I don´t have those fretpresses what stewmac offers but I´have glue clamps. I've already used them with piece of woodenradiusblock to seat frets in. But next neck is going to be with compoundradius and I´m simply out of radiusblocks.

Maybe I´ll just try put the frets in with simple clue clamp, pressing the frets from several spots. If i´d be using hammer I´d had to hit each fret at least 3 times. So is cluingclamps much worse option ?

sorry about bad english..

Posted

The way I do it is I bought the the radius caul from stewmac that goes in there arbor press and I put it in my drill press. Made a neck support outta scrap 2x4 for underneath the neck and away I go.

MzI

Posted

The idea behind pressing frets in is that you have a nice, even pressure al along the fret. You also have a backing clamp that has the same radii as the fretboard. That should in theory mean that you have a minimum of fret levelling to do. I don’t think that pressing the frets in with several glue clamps is a good idea. There is a risk that you kink the fret wire and you will have to remove the fret and start over again. Try making your fret cauls yourself. I have seen a tutorial here or on the mail page that describes it. They can even be made out of hard wood. If you’re not planning on doing this full time wood cauls are perfect. Cheap, easy to make and no special tools required.

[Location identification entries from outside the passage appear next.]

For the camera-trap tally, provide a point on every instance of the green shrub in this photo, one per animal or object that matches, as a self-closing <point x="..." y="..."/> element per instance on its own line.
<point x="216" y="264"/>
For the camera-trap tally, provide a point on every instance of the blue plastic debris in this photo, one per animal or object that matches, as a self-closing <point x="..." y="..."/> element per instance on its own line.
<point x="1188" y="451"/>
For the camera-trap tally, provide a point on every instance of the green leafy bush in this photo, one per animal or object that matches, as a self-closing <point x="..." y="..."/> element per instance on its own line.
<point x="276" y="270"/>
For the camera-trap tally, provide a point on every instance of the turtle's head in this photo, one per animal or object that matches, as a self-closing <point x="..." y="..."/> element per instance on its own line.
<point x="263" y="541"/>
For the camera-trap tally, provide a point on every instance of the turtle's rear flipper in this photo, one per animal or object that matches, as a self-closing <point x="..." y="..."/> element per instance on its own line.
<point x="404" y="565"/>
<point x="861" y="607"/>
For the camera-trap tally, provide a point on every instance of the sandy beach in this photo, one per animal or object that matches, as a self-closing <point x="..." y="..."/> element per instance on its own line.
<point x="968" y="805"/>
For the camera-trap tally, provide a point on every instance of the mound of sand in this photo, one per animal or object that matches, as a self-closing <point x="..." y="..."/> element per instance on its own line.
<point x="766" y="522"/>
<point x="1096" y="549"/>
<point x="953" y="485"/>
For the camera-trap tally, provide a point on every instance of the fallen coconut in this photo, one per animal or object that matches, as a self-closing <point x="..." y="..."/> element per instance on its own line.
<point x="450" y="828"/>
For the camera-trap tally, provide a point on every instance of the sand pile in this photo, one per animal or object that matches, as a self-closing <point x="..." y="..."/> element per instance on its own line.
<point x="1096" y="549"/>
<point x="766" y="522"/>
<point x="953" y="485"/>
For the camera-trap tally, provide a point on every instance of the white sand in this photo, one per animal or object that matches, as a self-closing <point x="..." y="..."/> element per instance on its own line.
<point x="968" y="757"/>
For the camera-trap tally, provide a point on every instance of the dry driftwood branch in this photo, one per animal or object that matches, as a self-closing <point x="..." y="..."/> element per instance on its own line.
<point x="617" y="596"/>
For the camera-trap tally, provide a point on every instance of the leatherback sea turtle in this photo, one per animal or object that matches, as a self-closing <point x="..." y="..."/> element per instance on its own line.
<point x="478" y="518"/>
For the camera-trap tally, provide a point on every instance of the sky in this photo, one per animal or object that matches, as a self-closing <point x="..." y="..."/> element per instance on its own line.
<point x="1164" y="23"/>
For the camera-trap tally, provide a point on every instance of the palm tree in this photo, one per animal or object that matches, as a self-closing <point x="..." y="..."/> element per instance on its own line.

And believe me. If you are going to use a hammer you will have to knock those frets way more than 3 times for every fret. More like 30 (well not really, but you get the picture). I hammered y first couple of necks, but I have switched to the method MzI describes. The ouphth sound of a fret going in place with the press method is so much more satisfying than the old hammering way. Faster and much more accurate and way less job on the frets to get the frets level.

Posted

A light hammer will work but in any case the fret wire should be radiused before installing.

Posted

I recently finished building my own version of StewMac's "Jaws 2". I also make my own radius cauls. It works amazing well. I did a 10"-14" compound radius board. Frets were a pretty tight fit in the slots, which I used to be afraid of, because I wanted to avoid back-bowing the neck. But I know tight frets sound better. In the end, after I did the 10"-14" neck, I tweaked the T-rod ever so slightly to get the fret tops all as level as possible.

My 19" fret leveling bar still had 600 grit gold abrasive from a previous job. I thought what the hell, I can just run that over these new frets to show the high spots. 4 light passes across the board, with 600 grit, I had all the frets perfectly leveled.

From the dust on the sides of the frets, it looked like the 1st fret had a little more milled off the top than the other frets. That fret was .0540" high before the leveling, and .0535" after all the leveling and polishing was done. I usually take .001" - .002" off the fret tops (used to take around .008" off years ago when I was green).

I was amazed, but I'm still quite fed-up with doing fret-work.